Mit den Träumen und Hoffnungen ihrer Vorfahren in Ost- und Westeuropa nach dem Kriegsende am 8. Mai 1945 hatten sich die Teilnehmer der diesjährigen Anne-Frank-Friedenstage in Bergen beschäftigt. Gefühle wie Angst, Liebe und Hoffnung veranschaulichten die Jugendlichen aus den Niederlanden, Polen, Tschechien und Hermannsburg jetzt in einer gemeinsamen Choreographie, die sie unter professioneller Anleitung des Tanzprofis Charles Lukayazo von der Bremer Musical Company einstudiert hatten. „Die Arbeit mit den Jugendlichen hat sehr viel Spaß gemacht“, erklärte Lukayazo. „Das war eine schöne Erfahrung.“

Begeistert von dem Projekt waren auch die Teilnehmer. „Jede Minute hier war fantastisch“, sagte die 17-jährige Radka Machalkova aus dem tschechischen Roznov.
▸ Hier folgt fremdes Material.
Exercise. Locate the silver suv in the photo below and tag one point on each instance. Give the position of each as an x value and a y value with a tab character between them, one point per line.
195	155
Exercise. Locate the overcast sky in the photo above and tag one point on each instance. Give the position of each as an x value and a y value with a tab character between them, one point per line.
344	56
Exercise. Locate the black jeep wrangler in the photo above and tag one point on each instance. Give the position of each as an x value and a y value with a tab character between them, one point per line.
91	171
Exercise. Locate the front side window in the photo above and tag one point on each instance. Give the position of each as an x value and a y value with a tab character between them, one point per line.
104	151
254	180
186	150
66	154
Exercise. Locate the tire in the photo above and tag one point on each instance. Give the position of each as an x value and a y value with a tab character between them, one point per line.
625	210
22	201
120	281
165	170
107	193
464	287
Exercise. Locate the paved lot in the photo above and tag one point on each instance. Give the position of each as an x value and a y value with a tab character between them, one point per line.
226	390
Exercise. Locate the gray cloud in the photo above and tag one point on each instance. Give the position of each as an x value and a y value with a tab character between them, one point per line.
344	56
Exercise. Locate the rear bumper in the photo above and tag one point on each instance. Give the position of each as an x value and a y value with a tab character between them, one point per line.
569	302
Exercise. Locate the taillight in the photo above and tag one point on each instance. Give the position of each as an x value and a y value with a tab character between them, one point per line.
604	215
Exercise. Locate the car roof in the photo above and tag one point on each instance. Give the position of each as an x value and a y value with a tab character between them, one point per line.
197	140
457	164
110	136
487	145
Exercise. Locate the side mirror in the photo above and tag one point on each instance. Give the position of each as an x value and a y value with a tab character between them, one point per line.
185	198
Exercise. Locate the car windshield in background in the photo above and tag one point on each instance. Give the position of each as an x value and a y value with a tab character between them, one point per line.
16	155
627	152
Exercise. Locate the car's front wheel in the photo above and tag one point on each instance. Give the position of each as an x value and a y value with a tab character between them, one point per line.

Für die multimediale Tanz- und Textshow hatten die insgesamt 40 Jugendlichen aus Roznov, Szubin und Srem in Polen, Hendrik-Ido-Ambacht in den Niederlanden und vom Hermannsburger Christian-Gymnasium auch ausführliche Interviews mit Zeitzeugen aus ihrer Heimat geführt. In kleinen Filmvorträgen sprachen diese über Vertreibung, Angst und Tod, aber auch über Träume und Hoffnungen nach Kriegsende. Freiheit, ausreichend Lebensmittel und Friede standen dabei bei vielen an erster Stelle.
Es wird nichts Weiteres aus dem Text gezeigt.